Saturday, May 24, 2008

Harvesting chemical data from published articles

Peter Murray-Rust has blogged some notes on his talk at the Royal Society of Chemistry meeting, Open Access Publishing in the Chemical Sciences (London, May 22, 2008).  First he endorses Christoph Steinbeck's summary of his talk and then adds some additional notes:

The main thing we took away was the importance of factual data. No-one disputed that facts could not be copyrighted (though not all realised that copyright was only one of the methods used by publishers to control access and re-use - server-side beheading is completely effective). I asked the audience - > 30 composed of publishers, librarians, software companies, etc. - no actual chemists of course - whether anyone would object to our robots reading the literature and extracting the data from the papers whether as text, images of tables. Half the audience thought I should, the rest didn’t vote against.

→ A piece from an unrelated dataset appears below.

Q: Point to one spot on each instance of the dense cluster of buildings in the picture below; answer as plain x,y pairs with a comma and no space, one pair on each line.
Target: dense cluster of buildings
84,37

So, publishers, I’m going to start mining data from your sites. I hope you welcome this as a way forward to a new exciting era of data-rich science publishing. I hope that if you don’t agree you’ll let me know. I wouldn’t like to start and then get the lawyers sent. So please comment - it’s very important. I shan’t attack anyone who sends a reply. And you can send it by confidential email if you like.

There are a million new compounds each year in the scholarly literature. Our robots can produce huge amounts of good information from it. In some cases we get over 90% recall and precision - it depends on the type. This must be good for science. So please, publishers, let us know we can do it and we’ll publicly thank you. And if you don’t like the idea, please let us know why....